A CREATIVE SPIRIT LIGHTS UP BEFORE NIGHT FALLS

Javier Bardem achieved critical and international success in 1992 with Jose Juan Bigas Luna's Jamon Jamon, but his name has remained relatively unknown internationally. This month, with the much-anticipated release of Julian Schnabel's Before Night Falls, the fantastically talented thirty-one-year-old actor plays one of the most fascinating roles in any American film in years. It's an assignment he's prepared himself for: Bardem is the star of more than twenty foreign films, including Pedro Almodovar's High Heels (1991) and Live Flesh (1997)--as well as Jamon Jamon, which featured another then up-and-coming Spanish actor, Penelope Cruz [Interview, December 2000]. He also comes from a cinematic family whose members include celebrated actors and directors. But Before Night Falls is more than a hot film with a hot new star: its story addresses some of the most politically charged issues of our day. Artist and film director Julian Schnabel (who is interviewed on page 67 of this issue) has chosen for his second fe ature the autobiography of Reinaldo Arenas (1943-90), poet, novelist, intellectual, and homosexual, who was antagonized and imprisoned for being all these things in Fidel Castro's Cuba. Arenas was only one in that enormous wave of Cubans that reached America in the Mariel boatlift in 1980. Arenas' fight against AIDS, his struggle to keep creating, and his eventual suicide remain complex, painful tragedies (political, social, cultural) embodying many issues between (and, in some cases, shared by) America and Cuba. Before Night Falls has already triumphed at several film festivals, especially at Venice, where it received several awards, including the Grand Jury Prize, a special Lifetime Achievement Award for composer Carter Burwell--and a Best Actor award for Javier Bardem.
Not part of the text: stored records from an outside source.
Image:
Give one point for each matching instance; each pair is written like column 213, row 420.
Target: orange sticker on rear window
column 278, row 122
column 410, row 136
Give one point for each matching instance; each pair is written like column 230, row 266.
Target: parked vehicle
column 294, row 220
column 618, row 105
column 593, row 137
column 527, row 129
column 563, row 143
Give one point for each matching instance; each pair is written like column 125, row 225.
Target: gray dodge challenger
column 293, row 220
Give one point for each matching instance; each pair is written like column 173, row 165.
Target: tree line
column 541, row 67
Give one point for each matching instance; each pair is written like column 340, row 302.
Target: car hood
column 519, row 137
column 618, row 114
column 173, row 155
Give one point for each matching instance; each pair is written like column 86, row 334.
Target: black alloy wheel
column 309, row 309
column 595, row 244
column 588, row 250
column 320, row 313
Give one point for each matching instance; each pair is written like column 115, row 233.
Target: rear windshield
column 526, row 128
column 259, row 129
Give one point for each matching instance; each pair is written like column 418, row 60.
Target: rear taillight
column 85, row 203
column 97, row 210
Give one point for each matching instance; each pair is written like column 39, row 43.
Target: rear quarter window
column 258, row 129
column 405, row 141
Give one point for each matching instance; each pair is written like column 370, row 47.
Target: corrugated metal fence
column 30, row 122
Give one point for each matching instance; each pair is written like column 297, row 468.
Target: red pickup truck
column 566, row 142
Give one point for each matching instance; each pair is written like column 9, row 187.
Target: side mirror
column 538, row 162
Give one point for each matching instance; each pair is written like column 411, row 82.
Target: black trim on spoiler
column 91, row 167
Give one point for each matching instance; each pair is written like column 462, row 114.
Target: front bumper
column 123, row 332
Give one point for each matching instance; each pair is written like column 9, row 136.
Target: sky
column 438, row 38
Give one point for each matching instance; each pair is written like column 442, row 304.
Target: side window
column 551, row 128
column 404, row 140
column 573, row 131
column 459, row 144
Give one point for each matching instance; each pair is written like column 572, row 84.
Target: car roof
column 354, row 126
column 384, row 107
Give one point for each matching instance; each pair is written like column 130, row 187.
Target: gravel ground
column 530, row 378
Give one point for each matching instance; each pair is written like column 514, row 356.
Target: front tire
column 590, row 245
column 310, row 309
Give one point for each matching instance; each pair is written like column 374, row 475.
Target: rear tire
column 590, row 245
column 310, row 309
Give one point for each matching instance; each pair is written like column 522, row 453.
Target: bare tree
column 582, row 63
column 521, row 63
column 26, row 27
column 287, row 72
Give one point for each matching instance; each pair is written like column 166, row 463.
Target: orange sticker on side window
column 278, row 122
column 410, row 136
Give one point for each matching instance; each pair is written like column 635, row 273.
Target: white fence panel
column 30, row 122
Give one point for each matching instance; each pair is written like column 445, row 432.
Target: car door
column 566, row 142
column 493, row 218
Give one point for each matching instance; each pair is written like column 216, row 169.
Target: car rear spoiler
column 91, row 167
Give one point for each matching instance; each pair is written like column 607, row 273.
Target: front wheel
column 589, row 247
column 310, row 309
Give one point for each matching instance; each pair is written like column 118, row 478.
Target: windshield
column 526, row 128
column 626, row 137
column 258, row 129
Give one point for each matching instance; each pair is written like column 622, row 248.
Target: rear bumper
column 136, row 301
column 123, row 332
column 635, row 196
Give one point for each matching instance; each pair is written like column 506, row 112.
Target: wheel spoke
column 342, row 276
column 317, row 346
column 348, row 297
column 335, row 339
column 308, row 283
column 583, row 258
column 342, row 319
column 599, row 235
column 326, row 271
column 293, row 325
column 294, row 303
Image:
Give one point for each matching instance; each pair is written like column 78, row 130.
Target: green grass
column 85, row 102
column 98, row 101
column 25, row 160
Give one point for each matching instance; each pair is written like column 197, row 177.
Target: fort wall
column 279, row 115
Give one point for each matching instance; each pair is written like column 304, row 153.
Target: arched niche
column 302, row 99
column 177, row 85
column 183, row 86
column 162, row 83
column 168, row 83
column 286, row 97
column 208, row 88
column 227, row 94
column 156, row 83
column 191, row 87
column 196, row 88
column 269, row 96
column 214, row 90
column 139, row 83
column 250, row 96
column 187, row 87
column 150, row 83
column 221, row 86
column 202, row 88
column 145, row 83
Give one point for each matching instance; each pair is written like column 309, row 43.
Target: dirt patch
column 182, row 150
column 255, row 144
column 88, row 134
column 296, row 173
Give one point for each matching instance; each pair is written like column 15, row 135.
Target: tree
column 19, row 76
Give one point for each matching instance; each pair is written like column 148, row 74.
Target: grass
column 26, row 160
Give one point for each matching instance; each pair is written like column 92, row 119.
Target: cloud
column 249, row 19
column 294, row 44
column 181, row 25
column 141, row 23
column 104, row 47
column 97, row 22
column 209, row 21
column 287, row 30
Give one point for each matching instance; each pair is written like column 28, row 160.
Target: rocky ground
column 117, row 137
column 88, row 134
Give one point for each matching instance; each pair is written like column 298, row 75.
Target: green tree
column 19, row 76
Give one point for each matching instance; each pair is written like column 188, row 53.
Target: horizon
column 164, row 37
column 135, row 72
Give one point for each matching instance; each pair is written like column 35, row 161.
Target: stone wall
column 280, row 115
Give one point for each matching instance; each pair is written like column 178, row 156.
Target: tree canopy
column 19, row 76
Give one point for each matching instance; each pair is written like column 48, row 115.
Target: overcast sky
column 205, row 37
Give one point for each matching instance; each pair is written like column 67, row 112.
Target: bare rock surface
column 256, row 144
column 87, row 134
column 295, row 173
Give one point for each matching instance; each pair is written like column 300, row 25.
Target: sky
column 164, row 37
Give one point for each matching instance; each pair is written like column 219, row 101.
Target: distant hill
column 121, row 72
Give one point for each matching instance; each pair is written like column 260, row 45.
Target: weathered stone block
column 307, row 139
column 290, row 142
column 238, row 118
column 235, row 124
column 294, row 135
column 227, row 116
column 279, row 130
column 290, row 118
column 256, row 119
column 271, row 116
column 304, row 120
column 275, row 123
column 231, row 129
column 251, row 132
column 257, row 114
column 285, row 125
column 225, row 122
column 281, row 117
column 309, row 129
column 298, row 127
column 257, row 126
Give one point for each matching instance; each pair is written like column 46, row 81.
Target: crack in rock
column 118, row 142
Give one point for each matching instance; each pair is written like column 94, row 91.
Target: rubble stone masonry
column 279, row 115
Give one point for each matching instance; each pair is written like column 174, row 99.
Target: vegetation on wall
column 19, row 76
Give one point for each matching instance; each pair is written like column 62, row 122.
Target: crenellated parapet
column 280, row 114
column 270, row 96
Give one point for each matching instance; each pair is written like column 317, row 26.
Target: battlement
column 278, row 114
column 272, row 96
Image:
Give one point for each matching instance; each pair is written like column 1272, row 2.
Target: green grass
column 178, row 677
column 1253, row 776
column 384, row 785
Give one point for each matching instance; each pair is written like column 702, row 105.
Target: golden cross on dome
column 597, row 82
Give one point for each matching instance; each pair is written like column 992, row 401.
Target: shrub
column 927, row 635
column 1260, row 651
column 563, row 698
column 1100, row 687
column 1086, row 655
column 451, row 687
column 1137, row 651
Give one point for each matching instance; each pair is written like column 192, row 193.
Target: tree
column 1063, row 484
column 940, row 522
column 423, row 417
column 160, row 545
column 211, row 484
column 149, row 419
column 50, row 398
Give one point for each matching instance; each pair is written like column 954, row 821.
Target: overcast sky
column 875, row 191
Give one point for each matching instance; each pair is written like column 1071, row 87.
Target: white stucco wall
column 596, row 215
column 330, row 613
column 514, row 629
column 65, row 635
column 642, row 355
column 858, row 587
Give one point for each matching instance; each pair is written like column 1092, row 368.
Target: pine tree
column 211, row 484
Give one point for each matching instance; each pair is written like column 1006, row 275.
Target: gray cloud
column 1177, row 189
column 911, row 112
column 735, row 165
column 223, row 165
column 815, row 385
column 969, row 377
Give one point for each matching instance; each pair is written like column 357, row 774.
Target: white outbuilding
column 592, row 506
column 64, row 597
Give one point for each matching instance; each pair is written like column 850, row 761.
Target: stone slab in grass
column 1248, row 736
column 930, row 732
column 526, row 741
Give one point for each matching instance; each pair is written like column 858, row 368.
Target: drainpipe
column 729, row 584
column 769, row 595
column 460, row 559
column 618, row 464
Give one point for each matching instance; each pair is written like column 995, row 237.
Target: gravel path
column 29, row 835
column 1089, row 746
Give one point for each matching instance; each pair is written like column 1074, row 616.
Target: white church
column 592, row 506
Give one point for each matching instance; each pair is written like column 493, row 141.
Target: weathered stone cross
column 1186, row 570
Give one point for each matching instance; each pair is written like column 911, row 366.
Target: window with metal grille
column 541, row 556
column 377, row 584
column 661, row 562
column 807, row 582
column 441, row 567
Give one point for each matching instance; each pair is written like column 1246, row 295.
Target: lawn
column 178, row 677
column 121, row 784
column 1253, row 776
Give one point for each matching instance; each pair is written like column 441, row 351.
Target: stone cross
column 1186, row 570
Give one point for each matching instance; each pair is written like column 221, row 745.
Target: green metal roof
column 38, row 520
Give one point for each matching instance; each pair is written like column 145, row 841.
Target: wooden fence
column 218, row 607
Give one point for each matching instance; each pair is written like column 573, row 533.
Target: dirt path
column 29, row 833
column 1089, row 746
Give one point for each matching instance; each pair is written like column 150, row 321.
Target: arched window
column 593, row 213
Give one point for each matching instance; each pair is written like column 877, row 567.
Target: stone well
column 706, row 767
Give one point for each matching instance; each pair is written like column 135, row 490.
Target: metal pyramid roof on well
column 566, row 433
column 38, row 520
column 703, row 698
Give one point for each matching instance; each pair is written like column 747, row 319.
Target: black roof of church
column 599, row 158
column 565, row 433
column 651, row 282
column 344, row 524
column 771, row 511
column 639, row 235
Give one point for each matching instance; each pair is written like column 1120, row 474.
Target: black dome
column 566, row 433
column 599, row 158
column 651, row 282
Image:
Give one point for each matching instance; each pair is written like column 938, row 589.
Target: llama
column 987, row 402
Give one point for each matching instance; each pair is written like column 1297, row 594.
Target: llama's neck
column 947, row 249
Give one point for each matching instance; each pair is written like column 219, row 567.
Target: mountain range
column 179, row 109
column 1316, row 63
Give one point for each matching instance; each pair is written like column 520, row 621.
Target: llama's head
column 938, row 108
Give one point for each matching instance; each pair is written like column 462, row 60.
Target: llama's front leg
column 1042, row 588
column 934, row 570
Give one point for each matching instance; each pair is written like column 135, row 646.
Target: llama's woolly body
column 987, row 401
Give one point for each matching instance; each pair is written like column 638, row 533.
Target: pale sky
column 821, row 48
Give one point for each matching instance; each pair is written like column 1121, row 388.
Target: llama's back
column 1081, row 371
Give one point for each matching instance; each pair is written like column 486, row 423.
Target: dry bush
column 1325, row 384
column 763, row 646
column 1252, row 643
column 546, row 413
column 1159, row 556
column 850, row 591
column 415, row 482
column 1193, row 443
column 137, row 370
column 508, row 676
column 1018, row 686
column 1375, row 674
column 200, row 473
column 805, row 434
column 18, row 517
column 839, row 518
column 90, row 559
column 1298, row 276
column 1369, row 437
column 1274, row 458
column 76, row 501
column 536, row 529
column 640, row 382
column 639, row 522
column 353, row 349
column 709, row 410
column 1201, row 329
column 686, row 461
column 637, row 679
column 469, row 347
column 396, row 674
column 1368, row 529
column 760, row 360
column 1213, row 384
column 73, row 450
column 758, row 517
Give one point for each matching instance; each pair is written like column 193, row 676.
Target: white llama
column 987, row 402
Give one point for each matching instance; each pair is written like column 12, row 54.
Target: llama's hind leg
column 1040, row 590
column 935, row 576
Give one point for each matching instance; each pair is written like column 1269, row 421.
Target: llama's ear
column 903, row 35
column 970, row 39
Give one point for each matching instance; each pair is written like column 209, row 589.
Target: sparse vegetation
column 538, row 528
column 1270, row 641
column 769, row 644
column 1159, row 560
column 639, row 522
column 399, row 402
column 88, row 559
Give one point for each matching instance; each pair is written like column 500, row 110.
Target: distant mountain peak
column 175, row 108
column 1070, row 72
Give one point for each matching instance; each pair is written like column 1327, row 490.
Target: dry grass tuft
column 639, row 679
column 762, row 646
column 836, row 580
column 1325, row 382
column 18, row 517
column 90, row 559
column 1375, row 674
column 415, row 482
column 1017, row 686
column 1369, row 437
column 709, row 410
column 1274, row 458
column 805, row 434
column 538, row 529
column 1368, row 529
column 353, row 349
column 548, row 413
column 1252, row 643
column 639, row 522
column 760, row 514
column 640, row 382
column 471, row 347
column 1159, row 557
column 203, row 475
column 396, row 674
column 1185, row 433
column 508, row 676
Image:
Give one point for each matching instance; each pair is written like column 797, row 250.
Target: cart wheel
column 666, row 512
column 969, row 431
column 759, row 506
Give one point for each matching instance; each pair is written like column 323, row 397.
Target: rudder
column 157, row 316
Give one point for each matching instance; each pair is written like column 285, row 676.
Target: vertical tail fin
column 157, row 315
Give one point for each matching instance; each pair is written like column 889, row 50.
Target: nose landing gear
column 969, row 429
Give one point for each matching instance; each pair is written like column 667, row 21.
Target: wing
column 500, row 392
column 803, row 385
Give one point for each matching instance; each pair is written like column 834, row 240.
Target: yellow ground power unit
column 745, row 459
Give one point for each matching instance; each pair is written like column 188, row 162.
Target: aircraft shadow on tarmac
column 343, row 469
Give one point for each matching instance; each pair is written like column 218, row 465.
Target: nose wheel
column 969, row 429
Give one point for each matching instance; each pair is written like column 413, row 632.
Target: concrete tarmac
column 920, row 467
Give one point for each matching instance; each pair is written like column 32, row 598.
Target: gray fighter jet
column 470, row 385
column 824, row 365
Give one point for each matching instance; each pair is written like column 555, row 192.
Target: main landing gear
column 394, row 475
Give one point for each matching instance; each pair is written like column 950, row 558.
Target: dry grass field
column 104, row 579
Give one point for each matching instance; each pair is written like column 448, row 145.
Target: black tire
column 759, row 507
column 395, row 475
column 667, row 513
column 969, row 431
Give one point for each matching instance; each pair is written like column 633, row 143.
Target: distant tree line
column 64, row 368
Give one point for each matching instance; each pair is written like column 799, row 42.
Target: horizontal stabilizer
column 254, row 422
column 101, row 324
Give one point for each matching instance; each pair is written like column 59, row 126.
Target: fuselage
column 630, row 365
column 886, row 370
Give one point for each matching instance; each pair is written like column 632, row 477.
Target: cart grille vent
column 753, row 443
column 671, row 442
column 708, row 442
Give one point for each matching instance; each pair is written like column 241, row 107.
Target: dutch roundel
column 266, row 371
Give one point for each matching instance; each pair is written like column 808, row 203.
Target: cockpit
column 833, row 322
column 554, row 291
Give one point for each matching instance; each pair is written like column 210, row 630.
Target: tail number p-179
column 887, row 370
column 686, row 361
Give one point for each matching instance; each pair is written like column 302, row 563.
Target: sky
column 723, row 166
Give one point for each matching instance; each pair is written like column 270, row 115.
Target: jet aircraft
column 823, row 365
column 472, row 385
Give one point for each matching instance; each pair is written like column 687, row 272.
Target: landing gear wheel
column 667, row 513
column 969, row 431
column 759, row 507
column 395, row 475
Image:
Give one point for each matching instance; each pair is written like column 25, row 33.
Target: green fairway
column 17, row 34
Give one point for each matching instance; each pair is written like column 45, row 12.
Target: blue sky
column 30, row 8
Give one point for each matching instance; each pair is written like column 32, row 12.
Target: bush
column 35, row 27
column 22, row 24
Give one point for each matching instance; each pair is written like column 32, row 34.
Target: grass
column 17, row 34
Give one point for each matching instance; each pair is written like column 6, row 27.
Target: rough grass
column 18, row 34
Dennis Hopper, long aware of Bardem's work and talent, recently sat down to talk with him.

DENNIS HOPPER: Hello Javier. How are you?

JAVIER BARDEM: Fine. How are you?

DH: Great. Listen, I want to tell you that I think you've given the best performance of the year and perhaps many years in your latest film, Before Night Falls.

JB: Thank you very much.

DH: What's really amazing to me was that in 1992, when I was president of the jury [at Venice) and we gave you guys the Silver Lion for Jamon Jamon, you were playing this really macho man. And then you go to this, to playing Reinaldo Arenas, the great Cuban writer who suffered under Castro's anti-gay policies. When I saw the movie I came out feeling as though I experienced something with Reinaldo, like I knew him, and that's really rare.

JB: All these nice things from you--what do you want me to say? [laughs]

DH: Well, what I'd like to talk to you about is how you found that in you.

JB: When you play a character that really exists or existed, the thing that concerns you is respect--for the people who loved this person and are still alive. In the very beginning I had these nightmares about the people who knew Reinaldo shouting at me, telling me how bad I was in the role. When you have a part like this one, where you play a character from the age of seventeen to forty-five, it's very easy to sort of say, "Hey guys, look how great an actor I am." You basically have two options--to get into the role, or to make a big show of your technique.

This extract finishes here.